Hudi - Amazon EMR


Apache Hudi is an open-source data management framework used to simplify incremental data processing and data pipeline development by providing record-level insert, update, upsert, and delete capabilities. Upsert refers to the ability to insert records into an existing dataset if they do not already exist or to update them if they do. By efficiently managing how data is laid out in Amazon S3, Hudi allows data to be ingested and updated in near real time. Hudi carefully maintains metadata of the actions performed on the dataset to help ensure that the actions are atomic and consistent.

Hudi is integrated with Apache Spark, Apache Hive, and Presto. In Amazon EMR release versions 6.1.0 and later, Hudi is also integrated with Trino (PrestoSQL).

With Amazon EMR release version 5.28.0 and later, EMR installs Hudi components by default when Spark, Hive, or Presto are installed. You can use Spark or the Hudi DeltaStreamer utility to create or update Hudi datasets. You can use Hive, Spark, or Presto to query a Hudi dataset interactively or build data processing pipelines using incremental pull.
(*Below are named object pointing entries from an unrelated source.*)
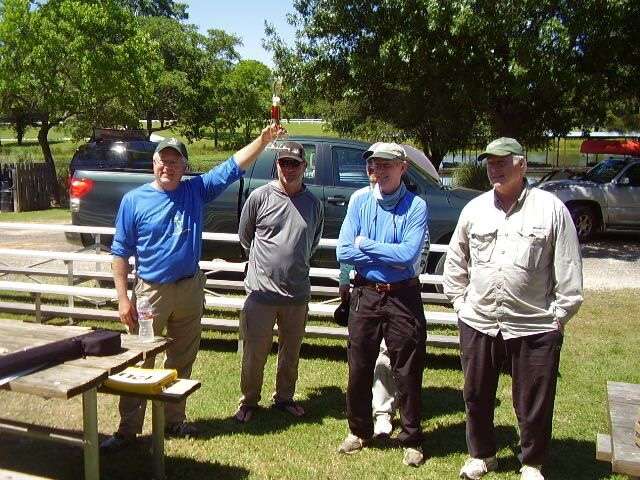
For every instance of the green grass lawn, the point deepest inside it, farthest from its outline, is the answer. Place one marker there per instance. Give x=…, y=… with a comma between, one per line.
x=602, y=343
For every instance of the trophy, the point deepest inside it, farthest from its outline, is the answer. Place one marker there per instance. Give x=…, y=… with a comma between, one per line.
x=276, y=90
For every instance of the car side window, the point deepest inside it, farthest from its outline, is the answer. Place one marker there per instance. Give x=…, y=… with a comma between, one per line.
x=141, y=157
x=633, y=174
x=349, y=169
x=310, y=172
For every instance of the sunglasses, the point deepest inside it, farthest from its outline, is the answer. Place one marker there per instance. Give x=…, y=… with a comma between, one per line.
x=289, y=163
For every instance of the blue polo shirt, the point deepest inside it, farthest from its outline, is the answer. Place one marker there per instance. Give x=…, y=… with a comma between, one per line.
x=394, y=239
x=163, y=230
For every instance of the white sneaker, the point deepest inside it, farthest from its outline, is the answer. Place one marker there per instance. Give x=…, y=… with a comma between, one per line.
x=527, y=472
x=413, y=457
x=474, y=468
x=382, y=426
x=352, y=444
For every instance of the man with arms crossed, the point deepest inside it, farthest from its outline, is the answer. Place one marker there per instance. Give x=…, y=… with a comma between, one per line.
x=280, y=227
x=383, y=236
x=160, y=223
x=514, y=275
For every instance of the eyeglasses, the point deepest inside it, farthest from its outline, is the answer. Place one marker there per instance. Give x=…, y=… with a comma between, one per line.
x=168, y=163
x=289, y=163
x=385, y=165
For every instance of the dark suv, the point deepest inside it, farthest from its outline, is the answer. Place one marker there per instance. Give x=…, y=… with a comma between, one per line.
x=335, y=170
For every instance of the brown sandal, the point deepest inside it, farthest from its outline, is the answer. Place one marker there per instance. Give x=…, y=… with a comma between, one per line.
x=244, y=413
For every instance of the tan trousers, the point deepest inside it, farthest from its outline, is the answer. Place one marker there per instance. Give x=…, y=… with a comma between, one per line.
x=177, y=309
x=256, y=332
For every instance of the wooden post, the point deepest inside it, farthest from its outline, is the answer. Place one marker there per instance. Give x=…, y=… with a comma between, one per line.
x=70, y=282
x=38, y=303
x=90, y=423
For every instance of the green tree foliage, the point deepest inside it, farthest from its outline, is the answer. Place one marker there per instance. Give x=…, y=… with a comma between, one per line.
x=158, y=8
x=471, y=175
x=435, y=69
x=191, y=87
x=248, y=90
x=73, y=58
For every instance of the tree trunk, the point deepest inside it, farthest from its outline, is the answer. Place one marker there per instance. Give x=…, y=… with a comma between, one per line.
x=21, y=127
x=215, y=132
x=436, y=156
x=43, y=140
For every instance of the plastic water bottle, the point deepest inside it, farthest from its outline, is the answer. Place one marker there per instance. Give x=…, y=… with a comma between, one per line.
x=145, y=319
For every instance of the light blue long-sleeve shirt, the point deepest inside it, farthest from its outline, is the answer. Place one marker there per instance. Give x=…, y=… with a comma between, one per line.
x=163, y=229
x=393, y=239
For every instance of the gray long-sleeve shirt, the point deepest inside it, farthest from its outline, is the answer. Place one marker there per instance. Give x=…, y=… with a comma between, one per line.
x=519, y=272
x=280, y=233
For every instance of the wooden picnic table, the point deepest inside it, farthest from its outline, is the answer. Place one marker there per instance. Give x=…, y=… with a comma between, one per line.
x=619, y=447
x=66, y=380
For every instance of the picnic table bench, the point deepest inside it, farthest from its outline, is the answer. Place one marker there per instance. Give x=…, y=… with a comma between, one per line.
x=82, y=376
x=320, y=309
x=619, y=447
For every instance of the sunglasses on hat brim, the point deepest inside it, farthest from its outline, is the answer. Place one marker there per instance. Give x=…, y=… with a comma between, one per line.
x=289, y=162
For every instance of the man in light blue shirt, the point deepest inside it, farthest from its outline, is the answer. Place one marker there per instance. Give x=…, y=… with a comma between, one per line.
x=160, y=224
x=383, y=236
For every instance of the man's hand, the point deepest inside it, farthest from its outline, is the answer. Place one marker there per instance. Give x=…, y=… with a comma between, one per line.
x=344, y=292
x=559, y=326
x=358, y=241
x=247, y=155
x=128, y=313
x=271, y=132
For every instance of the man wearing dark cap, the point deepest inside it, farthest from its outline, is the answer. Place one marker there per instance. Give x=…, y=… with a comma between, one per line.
x=160, y=224
x=383, y=236
x=514, y=275
x=280, y=227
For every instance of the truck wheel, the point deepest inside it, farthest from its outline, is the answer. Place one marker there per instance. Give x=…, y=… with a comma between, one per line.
x=585, y=221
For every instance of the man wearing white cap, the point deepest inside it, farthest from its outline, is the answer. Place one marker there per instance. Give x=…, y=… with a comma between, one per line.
x=160, y=224
x=383, y=236
x=514, y=275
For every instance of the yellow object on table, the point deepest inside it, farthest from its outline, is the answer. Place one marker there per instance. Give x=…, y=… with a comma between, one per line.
x=141, y=380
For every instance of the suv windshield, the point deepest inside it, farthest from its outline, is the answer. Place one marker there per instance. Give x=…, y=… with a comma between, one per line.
x=606, y=171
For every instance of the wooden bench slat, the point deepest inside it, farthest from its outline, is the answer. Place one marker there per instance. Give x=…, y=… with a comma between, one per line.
x=12, y=475
x=623, y=400
x=603, y=447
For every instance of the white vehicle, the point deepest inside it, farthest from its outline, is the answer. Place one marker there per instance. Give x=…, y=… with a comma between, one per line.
x=605, y=198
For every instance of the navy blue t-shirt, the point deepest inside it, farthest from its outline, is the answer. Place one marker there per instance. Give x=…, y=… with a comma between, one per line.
x=163, y=229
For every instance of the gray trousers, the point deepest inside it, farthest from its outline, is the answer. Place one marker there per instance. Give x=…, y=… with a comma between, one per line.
x=256, y=332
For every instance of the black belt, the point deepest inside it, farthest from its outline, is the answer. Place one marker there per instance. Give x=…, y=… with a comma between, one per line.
x=360, y=281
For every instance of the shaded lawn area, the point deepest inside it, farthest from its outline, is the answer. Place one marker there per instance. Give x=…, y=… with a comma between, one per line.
x=602, y=343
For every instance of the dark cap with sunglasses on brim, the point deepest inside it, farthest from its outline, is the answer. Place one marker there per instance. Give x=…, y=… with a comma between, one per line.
x=385, y=151
x=174, y=144
x=292, y=150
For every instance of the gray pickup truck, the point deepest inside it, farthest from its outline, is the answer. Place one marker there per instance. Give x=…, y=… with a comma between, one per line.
x=102, y=172
x=607, y=197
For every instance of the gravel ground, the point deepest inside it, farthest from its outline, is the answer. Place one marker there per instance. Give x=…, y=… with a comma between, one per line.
x=611, y=262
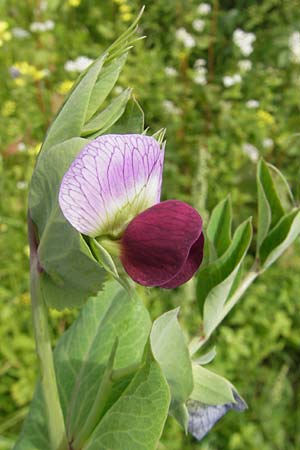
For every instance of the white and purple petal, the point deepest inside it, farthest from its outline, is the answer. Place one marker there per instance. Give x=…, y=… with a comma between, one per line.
x=114, y=178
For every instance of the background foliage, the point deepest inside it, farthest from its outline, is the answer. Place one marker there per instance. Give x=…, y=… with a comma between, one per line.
x=226, y=97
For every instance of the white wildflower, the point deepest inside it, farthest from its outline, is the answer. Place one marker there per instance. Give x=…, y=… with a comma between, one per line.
x=78, y=65
x=229, y=81
x=19, y=33
x=200, y=62
x=22, y=185
x=245, y=65
x=43, y=5
x=252, y=104
x=251, y=151
x=185, y=38
x=294, y=46
x=204, y=9
x=200, y=79
x=118, y=90
x=170, y=71
x=40, y=27
x=21, y=147
x=200, y=75
x=169, y=107
x=268, y=143
x=198, y=25
x=244, y=41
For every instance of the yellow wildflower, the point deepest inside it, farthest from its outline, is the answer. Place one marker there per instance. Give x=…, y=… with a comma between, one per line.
x=34, y=150
x=25, y=298
x=265, y=117
x=3, y=227
x=5, y=35
x=125, y=8
x=20, y=82
x=74, y=3
x=126, y=17
x=8, y=108
x=28, y=70
x=65, y=87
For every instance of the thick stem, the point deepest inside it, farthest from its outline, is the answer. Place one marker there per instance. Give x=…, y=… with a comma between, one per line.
x=55, y=420
x=99, y=404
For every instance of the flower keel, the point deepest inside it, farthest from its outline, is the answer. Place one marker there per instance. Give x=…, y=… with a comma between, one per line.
x=163, y=246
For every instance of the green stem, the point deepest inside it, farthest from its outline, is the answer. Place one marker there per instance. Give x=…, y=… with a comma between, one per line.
x=55, y=420
x=99, y=404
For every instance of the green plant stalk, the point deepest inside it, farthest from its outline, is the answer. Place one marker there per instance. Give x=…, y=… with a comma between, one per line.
x=55, y=420
x=98, y=407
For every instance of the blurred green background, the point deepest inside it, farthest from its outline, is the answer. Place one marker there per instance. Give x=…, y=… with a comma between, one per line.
x=224, y=78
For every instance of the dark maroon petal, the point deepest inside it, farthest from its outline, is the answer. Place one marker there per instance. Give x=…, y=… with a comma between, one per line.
x=190, y=267
x=161, y=244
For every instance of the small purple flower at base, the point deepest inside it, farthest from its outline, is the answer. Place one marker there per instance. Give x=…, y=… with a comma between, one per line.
x=163, y=246
x=112, y=191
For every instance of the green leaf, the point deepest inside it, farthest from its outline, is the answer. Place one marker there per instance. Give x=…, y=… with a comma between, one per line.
x=34, y=435
x=71, y=117
x=136, y=419
x=106, y=118
x=207, y=357
x=106, y=81
x=280, y=238
x=180, y=412
x=132, y=121
x=215, y=281
x=170, y=350
x=283, y=187
x=71, y=273
x=210, y=388
x=219, y=227
x=81, y=358
x=270, y=209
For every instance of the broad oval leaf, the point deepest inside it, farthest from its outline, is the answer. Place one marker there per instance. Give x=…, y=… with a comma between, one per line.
x=106, y=118
x=171, y=351
x=70, y=119
x=106, y=80
x=210, y=388
x=81, y=358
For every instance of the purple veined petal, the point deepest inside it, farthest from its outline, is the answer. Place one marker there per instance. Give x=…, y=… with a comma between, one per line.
x=163, y=246
x=113, y=179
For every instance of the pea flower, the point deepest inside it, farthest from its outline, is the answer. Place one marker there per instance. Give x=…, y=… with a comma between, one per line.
x=112, y=191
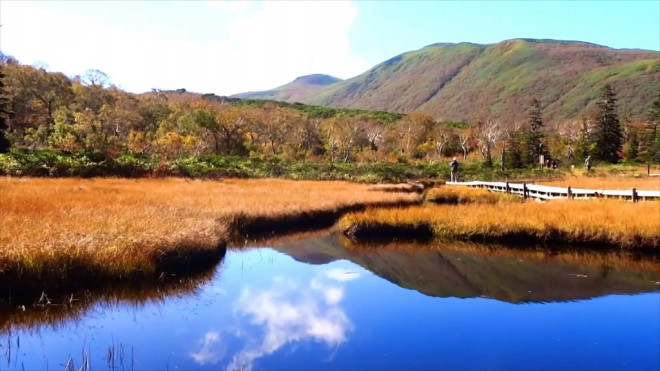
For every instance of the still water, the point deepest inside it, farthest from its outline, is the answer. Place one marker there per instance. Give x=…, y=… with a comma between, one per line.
x=314, y=305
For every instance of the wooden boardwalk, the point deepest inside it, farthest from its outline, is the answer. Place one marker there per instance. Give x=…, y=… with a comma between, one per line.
x=542, y=192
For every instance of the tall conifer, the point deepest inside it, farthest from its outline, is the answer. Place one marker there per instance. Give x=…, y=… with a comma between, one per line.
x=608, y=134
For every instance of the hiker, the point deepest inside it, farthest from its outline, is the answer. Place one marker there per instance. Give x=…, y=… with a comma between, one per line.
x=588, y=163
x=454, y=170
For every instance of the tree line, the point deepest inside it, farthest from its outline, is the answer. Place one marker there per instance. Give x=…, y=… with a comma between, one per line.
x=44, y=110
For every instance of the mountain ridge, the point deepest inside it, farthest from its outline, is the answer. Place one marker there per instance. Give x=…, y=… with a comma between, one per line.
x=467, y=81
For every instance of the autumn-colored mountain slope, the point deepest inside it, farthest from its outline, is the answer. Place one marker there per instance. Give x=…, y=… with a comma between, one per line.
x=297, y=90
x=470, y=81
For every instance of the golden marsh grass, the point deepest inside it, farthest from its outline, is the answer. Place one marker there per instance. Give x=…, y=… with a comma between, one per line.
x=119, y=228
x=593, y=222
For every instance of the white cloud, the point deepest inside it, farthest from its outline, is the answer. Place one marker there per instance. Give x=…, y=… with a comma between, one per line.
x=212, y=351
x=241, y=47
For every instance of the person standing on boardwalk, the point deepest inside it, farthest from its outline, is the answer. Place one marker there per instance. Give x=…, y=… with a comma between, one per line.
x=587, y=162
x=454, y=170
Incremental pull refers to the ability to pull only the data that changed between two actions.

These features make Hudi suitable for the following use cases:

  • Working with streaming data from sensors and other Internet of Things (IoT) devices that require specific data insertion and update events.

  • Complying with data privacy regulations in applications where users might choose to be forgotten or modify their consent for how their data can be used.

  • Implementing a change data capture (CDC) system that allows you to apply changes to a dataset over time.

The version of Hudi installed with Amazon EMR 5.33.0 is 0.7.0-amzn-1.